Jangankan menjawab, menoleh pun tidak. Teman cowok Rine itu merasa sedikit kesal sehingga tangannya hendak memukul kepala cewek itu. Sebelum tangan itu menyentuh kepala Rine, seorang cowok menghentikannya. Senyum ramahnya membuat teman cowok Rine sungkan dan memilih pergi tanpa kata. Cewek yang ditolong itu tahu, sadar, tetapi memilih diam. Pikiran cowok yang menolong bingung harus berbuat apa selain kembali ke tempat duduknya.
Rine bangkit dari duduknya dan menghampiri cowok yang menolongnya. Bola matanya melihat dari atas ke bawah dengan cepat agar tidak memunculkan kecurigaan. Pasalnya baru kali ini ada orang yang terang-terangan mau membela dirinya. Selama ini tidak ada yang berani melakukan itu, sebab Rine tidak memerlukan hal itu. Jika hari biasanya, mungkin cowok itu yang akan kena marah oleh Rine. Namun, di hari yang sedikit kacau ini, dia memutuskan untuk sedikit berbaik hati.
“Terima kasih,” ucap Rine tulus.
“Santai. Namanya juga teman, Rin.”
“Sejak kapan? Ketemu saja baru kali ini.”
“Gue Eno, anak baru,” ucapnya memperkenalkan diri tanpa mengulurkan tangan.

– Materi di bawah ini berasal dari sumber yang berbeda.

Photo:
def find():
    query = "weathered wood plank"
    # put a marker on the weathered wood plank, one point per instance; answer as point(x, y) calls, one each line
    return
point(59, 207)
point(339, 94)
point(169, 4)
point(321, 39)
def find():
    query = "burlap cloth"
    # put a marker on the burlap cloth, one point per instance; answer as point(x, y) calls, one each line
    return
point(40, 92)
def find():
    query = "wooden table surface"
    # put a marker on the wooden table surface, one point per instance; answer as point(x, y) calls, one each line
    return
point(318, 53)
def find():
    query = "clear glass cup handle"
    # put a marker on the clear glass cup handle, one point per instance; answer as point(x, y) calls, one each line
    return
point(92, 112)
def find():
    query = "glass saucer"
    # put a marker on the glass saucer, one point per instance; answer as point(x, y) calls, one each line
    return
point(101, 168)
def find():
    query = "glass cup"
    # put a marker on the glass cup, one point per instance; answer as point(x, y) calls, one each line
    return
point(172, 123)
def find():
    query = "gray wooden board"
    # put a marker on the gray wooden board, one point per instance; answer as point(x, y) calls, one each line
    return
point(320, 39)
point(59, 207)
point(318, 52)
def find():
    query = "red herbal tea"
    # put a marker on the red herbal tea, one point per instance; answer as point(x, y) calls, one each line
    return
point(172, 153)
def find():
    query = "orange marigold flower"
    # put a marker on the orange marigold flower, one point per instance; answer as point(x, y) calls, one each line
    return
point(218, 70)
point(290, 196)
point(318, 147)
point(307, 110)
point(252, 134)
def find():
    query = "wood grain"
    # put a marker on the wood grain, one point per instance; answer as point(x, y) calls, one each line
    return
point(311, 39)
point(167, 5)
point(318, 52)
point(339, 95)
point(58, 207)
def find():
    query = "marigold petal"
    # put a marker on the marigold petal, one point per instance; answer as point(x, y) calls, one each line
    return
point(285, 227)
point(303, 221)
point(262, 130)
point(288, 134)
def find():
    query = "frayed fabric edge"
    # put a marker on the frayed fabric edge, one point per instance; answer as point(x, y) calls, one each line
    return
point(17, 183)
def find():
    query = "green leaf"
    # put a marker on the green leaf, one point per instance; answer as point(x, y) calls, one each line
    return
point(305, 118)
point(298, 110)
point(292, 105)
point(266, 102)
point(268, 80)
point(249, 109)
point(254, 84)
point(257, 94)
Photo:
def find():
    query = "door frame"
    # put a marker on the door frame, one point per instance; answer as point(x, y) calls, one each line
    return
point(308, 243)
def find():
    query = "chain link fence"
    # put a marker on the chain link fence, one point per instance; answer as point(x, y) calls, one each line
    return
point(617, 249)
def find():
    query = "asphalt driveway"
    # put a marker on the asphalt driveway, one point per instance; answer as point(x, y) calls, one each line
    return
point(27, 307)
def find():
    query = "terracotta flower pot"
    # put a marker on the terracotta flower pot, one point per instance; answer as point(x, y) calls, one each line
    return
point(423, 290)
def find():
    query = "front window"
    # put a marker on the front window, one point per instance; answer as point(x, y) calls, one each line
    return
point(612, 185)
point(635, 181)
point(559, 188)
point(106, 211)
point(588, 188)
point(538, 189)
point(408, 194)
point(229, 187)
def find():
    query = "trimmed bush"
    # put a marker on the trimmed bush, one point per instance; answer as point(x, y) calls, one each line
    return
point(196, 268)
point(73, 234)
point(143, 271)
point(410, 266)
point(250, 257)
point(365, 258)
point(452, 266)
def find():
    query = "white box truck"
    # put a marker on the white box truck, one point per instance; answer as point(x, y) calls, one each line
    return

Rine langsung berbalik badan, meninggalkan cowok itu yang masih menggeleng-gelengkan kepalanya. Rine duduk di taman, tangan kirinya yang lentik memegang rokok. Bibir Rine mengisapnya berulang kali seolah-olah rokok itu obat untuk harinya yang buruk. Langkah kaki yang menginjak dedaunan kering membuat Rine menoleh dan mendapati teman sekelas yang menolongnya tadi.
“Mau apa ke sini? Lu pengin babak belur?”
“Gue boleh enggak jadi teman lu?”
“Atas dasar apa?” tanya Rine sembari mengangkat alisnya.
“Gue anak baru dan enggak ada teman sama sekali.”
“Kenapa harus gue? Banyak yang lain, pergi sana!”
Eno tetap diam, memperhatikan Rine dari jarak dekat membuat dadanya berdebar. Nyaris tanpa cacat. Rine yang merasa diperhatikan langsung memukul keras kepala Eno hingga menjerit bagaikan anak kucing yang dipukul sapu.
“Kenapa gue digeplak?”
“Gue enggak suka sama tatapan lu.”
Lagi-lagi Rine langsung pergi. Harinya yang kacau membuatnya pergi dari kampus. Dengan motor klx tipe sama seperti Abbian dia menyisir jalanan. Suasana hatinya menginginkan kesendirian. Tidak ada yang lebih bermakna selain perenungan atas hidup. Cewek dengan kemeja kotak-kotak hitam berpadu cokelat itu menepikan motornya saat menemukan kafe yang sesuai. Kafe Candu terlihat tidak begitu ramai. Dekorasinya seperti rumah, tetapi diubah menjadi kafe.
“Halo, Rin. Apa kabar?” Barista kafe mencoba berbasa-basi karena pelanggan tetapnya sudah datang.
Bukan Rine namanya kalau tidak membuat orang kesal. Jangankan membalas sapaan barista, dia terus masuk mencari tempat kosong. Suaranya memanggil pelayan untuk meminta menu dan memesannya. Suasana yang tidak begitu ramai membuat cewek itu merasa lebih tenang. Dengan sedikit lambat menyalakan rokok dan berdiskusi dengan pikirannya sendiri.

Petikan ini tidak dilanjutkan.